Our study confirms distinct prognostic relevance of STAT1 expression levels and STAT1 tyrosine phosphorylation in breast cancer patients and identifies an association of high STAT1 levels with elevated expression of STAT1 target genes and markers for infiltrating immune cells.
信号转导和转录激活因子1(STAT1)被认为具有肿瘤抑制功能。然而,在乳腺癌微阵列分析数据中,STAT1及其属于干扰素相关特征的靶基因的高mRNA表达水平对治疗反应不佳具有预测价值。为了阐明这一问题,我们采用不同方法测定了STAT1的表达水平和激活情况,并研究了它们与免疫细胞肿瘤浸润的相关性。此外,我们评估了这些参数之间的相互关系及其对预测疾病转归的意义。
在两个由132例乳腺癌患者组成的独立队列中,通过逆转录聚合酶链反应(RT-PCR)测定STAT1及其靶基因细胞因子信号转导抑制因子1(SOCS1)、干扰素调节因子1(IRF1)、CXC趋化因子配体9(CXCL9)、CXCL10、CXCL11、干扰素诱导蛋白1(IFIT1)、干扰素诱导跨膜蛋白1(IFITM1)、Mx蛋白1(MX1)以及免疫细胞浸润特征性基因(CD68、CD163、程序性死亡受体配体1(PD-L1)、PD-L2、程序性死亡受体1(PD-1)、白细胞共同抗原(CD45)、干扰素-γ(IFN-γ)、叉头框P3(FOXP3))的表达。对于部分患者,通过免疫组织化学或免疫印迹法确定总STAT1以及丝氨酸和酪氨酸磷酸化STAT1的蛋白水平,并通过酶联免疫吸附测定法(ELISA)确定CXCL10的蛋白水平。

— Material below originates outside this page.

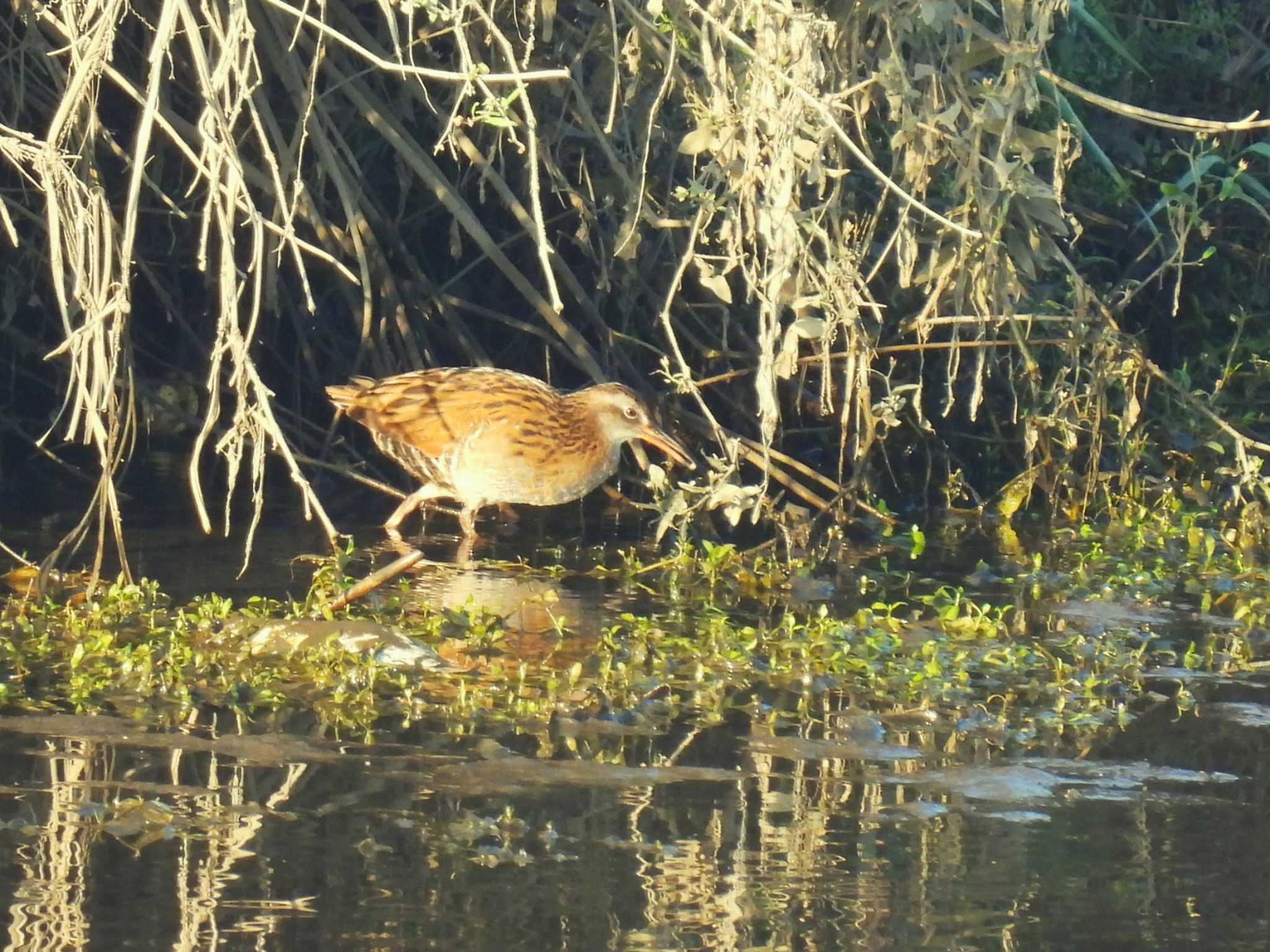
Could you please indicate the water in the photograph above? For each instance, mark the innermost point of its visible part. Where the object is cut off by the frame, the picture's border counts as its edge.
(793, 818)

肿瘤组织中,STAT1及其靶基因的mRNA表达水平以及总STAT1和丝氨酸磷酸化STAT1的蛋白水平相互关联。然而,肿瘤中STAT1 mRNA水平与酪氨酸磷酸化STAT1之间以及CXCL10血清水平与肿瘤中CXCL10表达之间均无关联。STAT1 mRNA量增加的肿瘤表现出肿瘤相关巨噬细胞和免疫抑制性T淋巴细胞特征性基因表达升高。生存分析显示,两个队列中STAT1 mRNA高水平均与不良预后相关。在至少一个队列中,CXCL10、MX1、CD68、CD163、IFN-γ和PD-L2表达与不良转归也存在类似的预后相关相关性。相比之下,通过STAT1-Y701磷酸化水平评估的STAT1激活与良好转归相关。在多变量Cox回归分析中,当将CXCL10、MX1和CD68的表达作为混杂因素纳入时,STAT1 mRNA表达的预测能力丧失。
我们的研究证实了STAT1表达水平和STAT1酪氨酸磷酸化在乳腺癌患者中具有不同的预后相关性,并确定了STAT1高水平与STAT1靶基因表达升高以及浸润免疫细胞标志物之间的关联。